Awk, split, and print a range of columns

发布于 2020-04-08 09:25:22

I'd like to create a new file with select columns from an existing file. I want to select rows based on "X", and then print columns 1, 2, 4, and 5 as is. I then want to split columns 10 through to the last column (50) based on the delimiter ":", and only extract the first part of each of those columns.

Example: columns 10 to 50 look like -> 10:a:b:c:d:e:f (I only want '10' from each of those columns).

So far I have the following, but I'm not sure how to do a range of columns for the split and print a[1] part, so here I only have column 10, but I want it to do the same all the way to column 50.

example input:

X 2 3 4 5 6 7 8 9 10:a:b:c 11:d:e:f 12:g:h:i (all the way to 50)

example output:

X 2 4 5 10 11 12 (all the way to 50)

code:

awk '$1 == "X" {print $1, $2, $4, $5, split($10,a,":"), a[1]}' file.txt > test.txt
Questioner
Sarah
Viewed
63
ghoti 2020-02-06 01:44

I think I'd go about this a little differently. Rather than capturing the first ":"-delimited subfield in fields 10 through 50 in an array, I'd just rewrite those fields in situ.

$1 == "X" {
  $3=""
  for (i=6; i<=9; i++)
    $i=""
  for (i=10; i<=NF; i++)
    $i=substr($i,0,index($i,":")-1)
  print
}

The handling of $3 here is a little weak; awk has no real solution for eliminating a column.
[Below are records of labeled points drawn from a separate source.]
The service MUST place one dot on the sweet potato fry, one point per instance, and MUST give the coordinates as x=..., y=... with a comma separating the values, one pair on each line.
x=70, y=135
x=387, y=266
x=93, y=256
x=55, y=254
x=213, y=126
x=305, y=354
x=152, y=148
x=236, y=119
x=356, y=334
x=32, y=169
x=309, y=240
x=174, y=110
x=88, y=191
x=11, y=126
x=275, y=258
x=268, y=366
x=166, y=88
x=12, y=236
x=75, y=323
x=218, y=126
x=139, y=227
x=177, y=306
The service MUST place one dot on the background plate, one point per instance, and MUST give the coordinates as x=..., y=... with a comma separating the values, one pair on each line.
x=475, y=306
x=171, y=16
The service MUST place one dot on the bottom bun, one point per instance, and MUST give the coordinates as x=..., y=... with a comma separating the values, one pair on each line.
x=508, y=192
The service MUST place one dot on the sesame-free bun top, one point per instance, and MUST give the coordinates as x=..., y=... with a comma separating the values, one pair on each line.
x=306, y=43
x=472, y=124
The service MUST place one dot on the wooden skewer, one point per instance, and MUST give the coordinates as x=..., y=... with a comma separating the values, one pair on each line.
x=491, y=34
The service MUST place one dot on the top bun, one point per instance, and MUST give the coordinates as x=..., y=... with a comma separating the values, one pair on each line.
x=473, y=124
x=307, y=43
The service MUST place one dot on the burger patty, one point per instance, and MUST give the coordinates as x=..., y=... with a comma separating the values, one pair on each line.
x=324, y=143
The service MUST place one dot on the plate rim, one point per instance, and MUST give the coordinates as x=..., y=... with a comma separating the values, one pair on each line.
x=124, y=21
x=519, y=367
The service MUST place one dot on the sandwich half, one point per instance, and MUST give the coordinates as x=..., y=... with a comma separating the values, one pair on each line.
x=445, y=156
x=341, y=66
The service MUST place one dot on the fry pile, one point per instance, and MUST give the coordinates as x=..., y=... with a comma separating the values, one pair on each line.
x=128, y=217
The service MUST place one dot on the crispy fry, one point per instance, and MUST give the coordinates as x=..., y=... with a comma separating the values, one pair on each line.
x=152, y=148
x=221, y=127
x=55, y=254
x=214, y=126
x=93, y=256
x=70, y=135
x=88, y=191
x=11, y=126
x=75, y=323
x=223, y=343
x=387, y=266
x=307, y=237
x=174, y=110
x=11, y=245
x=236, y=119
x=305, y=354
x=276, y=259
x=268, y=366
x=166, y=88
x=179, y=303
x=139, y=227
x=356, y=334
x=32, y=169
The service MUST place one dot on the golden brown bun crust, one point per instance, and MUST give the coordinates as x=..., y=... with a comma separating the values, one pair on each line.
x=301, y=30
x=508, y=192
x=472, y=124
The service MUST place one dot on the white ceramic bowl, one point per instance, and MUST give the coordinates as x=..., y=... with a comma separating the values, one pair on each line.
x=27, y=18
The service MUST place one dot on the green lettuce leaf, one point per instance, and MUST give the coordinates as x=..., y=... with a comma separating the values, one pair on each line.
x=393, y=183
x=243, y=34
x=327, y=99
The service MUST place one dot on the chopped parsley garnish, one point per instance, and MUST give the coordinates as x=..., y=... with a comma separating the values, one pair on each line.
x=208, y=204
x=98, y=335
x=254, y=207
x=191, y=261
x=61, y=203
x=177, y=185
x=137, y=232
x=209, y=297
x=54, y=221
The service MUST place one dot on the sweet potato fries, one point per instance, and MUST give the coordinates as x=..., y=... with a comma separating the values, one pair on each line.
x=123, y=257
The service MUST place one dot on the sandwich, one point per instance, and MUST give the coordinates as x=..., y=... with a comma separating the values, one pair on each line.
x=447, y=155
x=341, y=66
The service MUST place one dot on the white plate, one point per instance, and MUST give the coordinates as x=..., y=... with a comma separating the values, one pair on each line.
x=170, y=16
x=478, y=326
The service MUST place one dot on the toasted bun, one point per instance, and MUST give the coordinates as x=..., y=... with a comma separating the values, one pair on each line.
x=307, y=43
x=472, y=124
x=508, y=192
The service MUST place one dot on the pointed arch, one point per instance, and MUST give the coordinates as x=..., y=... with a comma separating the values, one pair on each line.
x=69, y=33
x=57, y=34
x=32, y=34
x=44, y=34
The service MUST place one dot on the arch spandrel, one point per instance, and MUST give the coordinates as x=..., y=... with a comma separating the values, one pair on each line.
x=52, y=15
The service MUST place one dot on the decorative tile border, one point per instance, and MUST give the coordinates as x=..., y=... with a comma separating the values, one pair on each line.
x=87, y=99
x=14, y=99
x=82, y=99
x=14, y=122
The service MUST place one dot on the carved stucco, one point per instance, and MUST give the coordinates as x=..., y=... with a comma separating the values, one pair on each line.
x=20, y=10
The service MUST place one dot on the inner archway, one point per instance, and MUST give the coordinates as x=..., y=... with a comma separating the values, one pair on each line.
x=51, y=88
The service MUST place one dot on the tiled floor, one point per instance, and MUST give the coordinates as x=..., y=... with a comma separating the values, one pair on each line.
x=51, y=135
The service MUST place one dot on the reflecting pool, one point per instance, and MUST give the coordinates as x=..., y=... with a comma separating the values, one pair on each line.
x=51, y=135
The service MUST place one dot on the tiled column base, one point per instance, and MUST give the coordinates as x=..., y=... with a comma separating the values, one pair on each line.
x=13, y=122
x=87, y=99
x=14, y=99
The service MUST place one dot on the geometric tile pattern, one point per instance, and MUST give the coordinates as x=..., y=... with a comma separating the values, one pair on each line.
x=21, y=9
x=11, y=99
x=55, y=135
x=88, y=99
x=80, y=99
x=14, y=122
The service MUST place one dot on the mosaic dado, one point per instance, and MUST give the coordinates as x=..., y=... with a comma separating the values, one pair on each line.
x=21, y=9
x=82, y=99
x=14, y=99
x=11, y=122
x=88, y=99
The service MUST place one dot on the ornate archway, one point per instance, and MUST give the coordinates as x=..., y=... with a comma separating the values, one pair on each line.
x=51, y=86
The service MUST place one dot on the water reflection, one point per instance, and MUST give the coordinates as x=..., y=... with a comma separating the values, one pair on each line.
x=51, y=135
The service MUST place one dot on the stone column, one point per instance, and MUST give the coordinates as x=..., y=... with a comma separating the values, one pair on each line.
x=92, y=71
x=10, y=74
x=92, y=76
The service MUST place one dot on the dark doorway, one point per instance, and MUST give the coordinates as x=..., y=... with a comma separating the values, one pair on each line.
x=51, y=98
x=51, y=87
If you aren't able to handle the extra delimiters, then something more verbose might be required:

$1 == "X" {
  s=""
  for (i=10; i<=NF; i++)
    s=s OFS substr($i,0,index($i,":")-1)
  print $1,$2,$4,$5 s
}

This solution is missing a comma before the final s because OFS will be included as the first character of that string. This is l̶a̶z̶i̶n̶e̶s̶s̶ an optimization, to avoid unnecessary tests, but you could also turn this around to avoid the temporary variable if you like:

$1 == "X" {
  printf "%s", $1 OFS $2 OFS $4 OFS $5
  for (i=10; i<=NF; i++)
    printf "%s", OFS substr($i,0,index($i,":")-1)
  printf ORS
}

We use printf here in order to avoid spurious occurrences of ORS.

I tested like so:

$ cat input
X 2 3 4 5 6 7 8 9 10:a:b 11:c:d 12:e:f:g
$ awk -f test.awk input
X 2 4 5 10 11 12